In 2015, a small group of colleagues led by Drs. Ibanez and Parra met in Santiago, Chile, during the World Congress of Neurology to discuss how dementia research in Latin America could be better envisioned. Insights gained at this meeting became the building blocks of the Latin American and Caribbean Consortium on Dementia (LAC-CD) which identified the key regional challenges and research priorities. In 2018, with the support of the Alzheimer’s Association and the Global Brain Health Institute (GBHI), Dr. Ibanez created the first proposal for a dementia research consortium motivated by the unique regional contributions to dementia (genetics and social disparities).

In 2020, the National Institute of Aging provided the first funding stream for ReDLat, which included Argentina, Brazil, Colombia, Peru, and the US, directed by Drs Ibanez, Yokoyama Possin, Miller, and local researchers (Custodio, Lopera, Matallana, and Nitrini).

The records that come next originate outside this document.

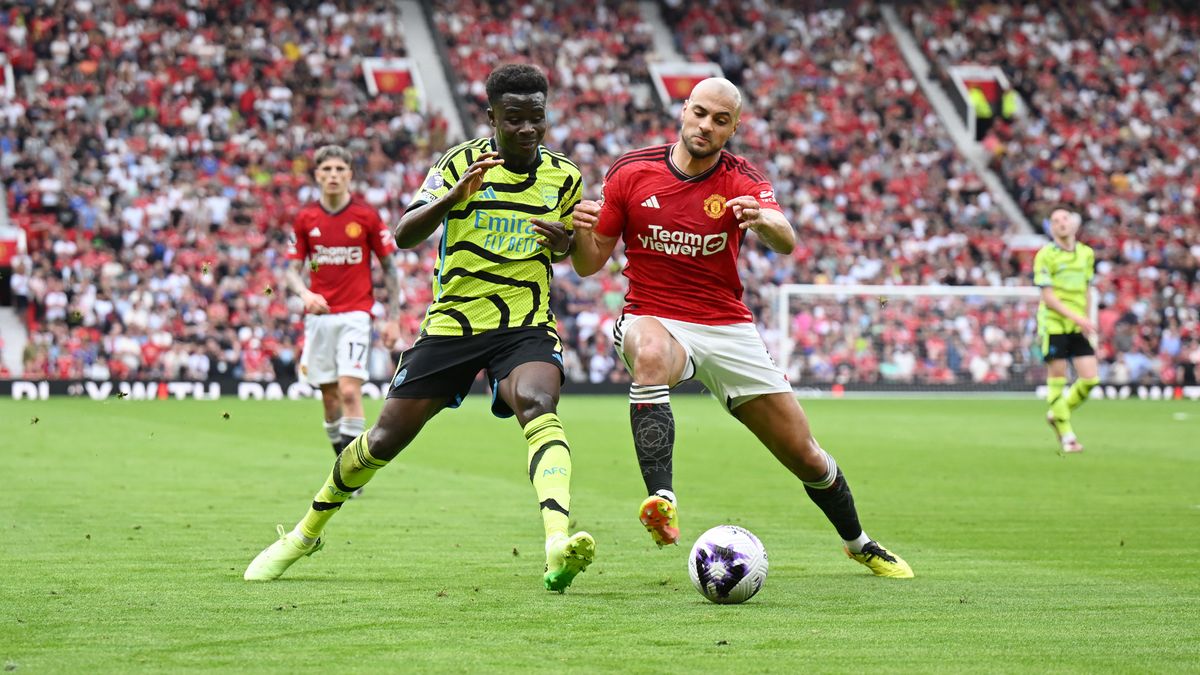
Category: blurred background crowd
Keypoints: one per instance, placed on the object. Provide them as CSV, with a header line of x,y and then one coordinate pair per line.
x,y
159,163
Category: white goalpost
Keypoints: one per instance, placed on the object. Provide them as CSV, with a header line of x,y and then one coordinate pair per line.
x,y
915,339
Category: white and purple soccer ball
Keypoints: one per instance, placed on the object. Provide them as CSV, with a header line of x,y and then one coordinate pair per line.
x,y
727,565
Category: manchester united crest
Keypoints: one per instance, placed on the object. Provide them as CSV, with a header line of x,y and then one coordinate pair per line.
x,y
714,205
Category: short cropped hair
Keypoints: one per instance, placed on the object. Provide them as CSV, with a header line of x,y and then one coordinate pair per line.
x,y
515,78
331,153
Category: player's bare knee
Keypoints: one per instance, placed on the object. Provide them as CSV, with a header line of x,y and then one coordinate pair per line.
x,y
351,394
652,363
385,443
533,402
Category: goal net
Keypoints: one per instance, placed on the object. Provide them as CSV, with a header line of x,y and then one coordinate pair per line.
x,y
907,338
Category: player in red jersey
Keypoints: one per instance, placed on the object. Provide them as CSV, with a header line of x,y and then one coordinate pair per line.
x,y
337,234
683,211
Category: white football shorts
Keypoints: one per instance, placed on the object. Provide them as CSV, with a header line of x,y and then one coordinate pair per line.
x,y
335,345
731,360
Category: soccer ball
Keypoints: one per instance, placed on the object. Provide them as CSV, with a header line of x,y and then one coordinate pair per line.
x,y
727,565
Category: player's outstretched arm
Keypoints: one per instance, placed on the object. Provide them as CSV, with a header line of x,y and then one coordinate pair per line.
x,y
313,303
418,223
769,225
592,249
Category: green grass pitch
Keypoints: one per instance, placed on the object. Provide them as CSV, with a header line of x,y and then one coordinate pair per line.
x,y
125,527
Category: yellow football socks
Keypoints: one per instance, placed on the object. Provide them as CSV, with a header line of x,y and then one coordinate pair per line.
x,y
352,470
550,471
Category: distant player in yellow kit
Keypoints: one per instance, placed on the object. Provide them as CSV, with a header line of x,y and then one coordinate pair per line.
x,y
1063,269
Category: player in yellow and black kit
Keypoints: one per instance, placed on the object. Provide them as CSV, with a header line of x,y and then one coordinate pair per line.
x,y
504,205
1063,269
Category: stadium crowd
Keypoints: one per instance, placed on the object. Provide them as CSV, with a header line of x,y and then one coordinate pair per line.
x,y
161,150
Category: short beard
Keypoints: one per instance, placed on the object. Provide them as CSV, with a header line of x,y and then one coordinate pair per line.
x,y
699,154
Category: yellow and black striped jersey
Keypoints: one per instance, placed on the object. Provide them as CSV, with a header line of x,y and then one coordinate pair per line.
x,y
1069,274
491,273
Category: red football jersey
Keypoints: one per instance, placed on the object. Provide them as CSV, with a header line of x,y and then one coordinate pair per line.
x,y
681,239
340,245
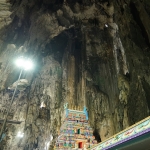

Subsequent funding (Alzheimer’s Association, Rainwater Charitable Foundation), researchers (Avila-Funes,Behrens, Kosik, Slachevsky, Sosa, Piña-Escudero, Okada de Oliveira, Takada, Valcour), managers (Godoy, Javandel, Maito), and countries (Chile, México) boosted the original research.

To date, the ReDLat family comprises 90+ members organized in working groups and supported by multiple stakeholders. A ReDLat renewal is aimed at 2025.